# Drivergear SPORT EXHAUST SYSTEM 2.5L



## sk8racer182 (Nov 11, 2007)

I noticed a couple of months ago that vw makes an upgraded "sport" exhaust for the 2.5 (SPORT EXHAUST SYSTEM 2.5L) 
http://www.cmgestore.com/vw08/...U.ASP 
I cant seem to find anyone that has this exhaust, it is expensive compared to other exhausts being offered, i was wondering if anyone has it or has heard what is sounds like?


----------



## absoluteczech (Sep 13, 2006)

get an aftermarket one


----------



## Litneon (Jan 7, 2008)

*Re: Drivergear SPORT EXHAUST SYSTEM 2.5L (sk8racer182)*

What does the dealer want for this one? 
And why just buy an aftermarket one? My guess is that while this isn't stock, people would complain about a crappy sounding exhaust (especially one sold by the dealer) so VW probably spent the time developing this one to sound good. Eh?


----------



## soundguydave (Apr 10, 2007)

*Re: Drivergear SPORT EXHAUST SYSTEM 2.5L (Litneon)*

It looks like its more than twice as much as most aftermarket ones. $1150?


----------



## sk8racer182 (Nov 11, 2007)

*Re: Drivergear SPORT EXHAUST SYSTEM 2.5L (Litneon)*


_Quote, originally posted by *Litneon* »_What does the dealer want for this one? 
And why just buy an aftermarket one? My guess is that while this isn't stock, people would complain about a crappy sounding exhaust (especially one sold by the dealer) so VW probably spent the time developing this one to sound good. Eh?

Thats what i'm trying to say, but i cant seem to find anyone that has even heard about it. 
btw this exhaust would come out close to $1400 after tax and everything.


_Modified by sk8racer182 at 10:59 PM 7-22-2008_


----------



## turbomonkeyexpress (Nov 26, 2004)

****, that's only 425$ more than Eurojet's... which is already about 500$ too much...


----------



## MKVJET08 (Feb 12, 2008)

*Re: (turbomonkeyexpress)*

those drivergear exhausts are the exact same exhaust as neuspeed.
obviously, driver gear anything will not void warranty since its from vw. and neuspeed claims that their products will not void your factory warranty when professionally installed. (excluding ecu flash..duh)
just look at the pics of both, neuspeed just took the exhaust and slapped their name on it like they do to most of their products.
the good part is that they sell it for a little less than vw does.


----------



## sk8racer182 (Nov 11, 2007)

i dont see the similarities...








Drivergear^^^









Neuspeed^^^
You be the judge


----------



## MKVJET08 (Feb 12, 2008)

*Re: (sk8racer182)*

well people could think either way. i ve seen them both in person and the only difference are the tips, and neuspeed isnt resonated. same material, same welds, same finish, they even sound the same, except neuspeed is slightly louder but the tone is the same.
either way the price sucks.


----------



## Litneon (Jan 7, 2008)

*Re: (MKVJET08)*

I have a buddy from my club that works at a dealership. I'll let you know what the "sweet deal" price is when I talk to him later.


----------



## VWguy73 (Dec 20, 2000)

*Re: (turbomonkeyexpress)*


_Quote, originally posted by *turbomonkeyexpress* »_****, that's only 425$ more than Eurojet's... which is already about 500$ too much...
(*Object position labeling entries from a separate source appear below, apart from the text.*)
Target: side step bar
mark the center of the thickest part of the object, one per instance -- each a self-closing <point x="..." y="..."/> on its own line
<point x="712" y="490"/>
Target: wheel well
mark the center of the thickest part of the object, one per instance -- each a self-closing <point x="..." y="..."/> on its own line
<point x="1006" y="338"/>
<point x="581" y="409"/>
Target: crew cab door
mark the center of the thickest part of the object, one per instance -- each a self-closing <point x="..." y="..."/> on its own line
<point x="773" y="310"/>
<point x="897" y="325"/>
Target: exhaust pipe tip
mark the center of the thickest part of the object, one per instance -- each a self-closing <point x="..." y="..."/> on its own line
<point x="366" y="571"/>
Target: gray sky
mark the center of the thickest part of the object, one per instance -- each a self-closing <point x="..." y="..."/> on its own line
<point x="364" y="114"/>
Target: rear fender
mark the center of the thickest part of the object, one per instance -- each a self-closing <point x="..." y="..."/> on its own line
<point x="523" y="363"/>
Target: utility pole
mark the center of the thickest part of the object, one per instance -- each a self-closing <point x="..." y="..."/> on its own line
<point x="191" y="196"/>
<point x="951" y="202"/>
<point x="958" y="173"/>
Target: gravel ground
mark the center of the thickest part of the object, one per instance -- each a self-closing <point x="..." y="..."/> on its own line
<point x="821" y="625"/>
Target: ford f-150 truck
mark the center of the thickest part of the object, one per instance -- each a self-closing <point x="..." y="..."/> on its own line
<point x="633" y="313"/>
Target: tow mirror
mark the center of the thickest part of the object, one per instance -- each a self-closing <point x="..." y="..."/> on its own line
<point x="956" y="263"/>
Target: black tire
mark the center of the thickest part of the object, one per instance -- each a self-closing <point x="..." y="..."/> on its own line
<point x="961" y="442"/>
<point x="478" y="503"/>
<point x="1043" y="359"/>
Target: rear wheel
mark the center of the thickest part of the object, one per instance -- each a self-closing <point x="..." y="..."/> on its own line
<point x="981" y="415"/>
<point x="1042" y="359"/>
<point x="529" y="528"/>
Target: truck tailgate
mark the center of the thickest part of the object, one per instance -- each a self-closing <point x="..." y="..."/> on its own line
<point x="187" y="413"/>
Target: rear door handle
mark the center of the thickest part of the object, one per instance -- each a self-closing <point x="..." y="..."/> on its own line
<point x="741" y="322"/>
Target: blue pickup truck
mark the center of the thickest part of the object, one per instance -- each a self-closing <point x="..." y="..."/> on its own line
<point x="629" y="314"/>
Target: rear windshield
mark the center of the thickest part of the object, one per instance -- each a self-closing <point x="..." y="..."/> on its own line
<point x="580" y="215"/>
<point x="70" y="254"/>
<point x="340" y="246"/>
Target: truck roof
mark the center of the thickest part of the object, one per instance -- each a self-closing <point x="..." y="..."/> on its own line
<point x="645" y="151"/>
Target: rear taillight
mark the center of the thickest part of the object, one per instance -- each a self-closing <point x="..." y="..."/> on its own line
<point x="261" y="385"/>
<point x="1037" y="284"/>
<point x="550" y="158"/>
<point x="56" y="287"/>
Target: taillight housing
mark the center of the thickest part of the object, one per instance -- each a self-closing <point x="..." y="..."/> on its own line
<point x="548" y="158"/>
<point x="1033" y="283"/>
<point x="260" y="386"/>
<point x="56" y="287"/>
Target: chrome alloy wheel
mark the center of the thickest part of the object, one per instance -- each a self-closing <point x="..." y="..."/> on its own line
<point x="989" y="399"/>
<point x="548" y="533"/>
20 squared has eurojet exhausts right now for $549 shipped, how is that too much?


----------



## [email protected] (Dec 5, 2005)

*Re: (turbomonkeyexpress)*


_Quote, originally posted by *turbomonkeyexpress* »_****, that's only 425$ more than Eurojet's... which is already about 500$ too much...

I am a bit confused. Are you asking for a full T304 stainless steel exhaust system for $49?


----------



## [email protected] (Dec 5, 2005)

*Re: (VWguy73)*


_Quote, originally posted by *VWguy73* »_
20 squared has eurojet exhausts right now for $549 shipped, how is that too much?

Yes sir!
On sale right now for $549 SHIPPED!
http://forums.vwvortex.com/zerothread?id=3945487


----------



## turbomonkeyexpress (Nov 26, 2004)

No my mistake, i was looking at the 2.0T exhausts, turbo back @ a grand+. 


_Modified by turbomonkeyexpress at 11:18 PM 7-28-2008_


----------



## [email protected] (Dec 5, 2005)

*Re: (turbomonkeyexpress)*


_Quote, originally posted by *turbomonkeyexpress* »_No my mistake, i was looking at the 2.0T exhausts, turbo back @ a grand+. 

_Modified by turbomonkeyexpress at 11:18 PM 7-28-2008_

http://****************.com/smile/emthup.gif
Contact me in about about a month when the 2.5L Turbo kits are nearing completion


----------



## ~kInG~ (Jun 8, 2005)

*Re: ([email protected])*


_Quote, originally posted by *[email protected]* »_
http://****************.com/smile/emthup.gif
Contact me in about about a month when the 2.5L Turbo kits are nearing completion


----------



## absoluteczech (Sep 13, 2006)

you'd be a fool to pay 1000 for a catback exhaust on a 2.5L







like i said to the OP already get a aftermarket one because its half the price


----------



## turbomonkeyexpress (Nov 26, 2004)

*Re: ([email protected])*

Dont you do that to me...

i've had a turbo jetta,
a supercharged VR6...
a turbo 2.5 would complete the legacy... 
For god's sake get these evil thoughts out of my head... lol


----------



## daschrier (Oct 17, 2007)

*Re: (MKVJET08)*

They sound the same, except one is louder....that really isn't the same now is it...


----------



## sk8racer182 (Nov 11, 2007)

who's turbo kit
and
how much???


----------



## MKVJET08 (Feb 12, 2008)

*Re: (daschrier)*


_Quote, originally posted by *daschrier* »_They sound the same, except one is louder....that really isn't the same now is it...

read it again
i said the tone is the same, except one system the sound is louder.
tone and loudness isn't the same now is it...


----------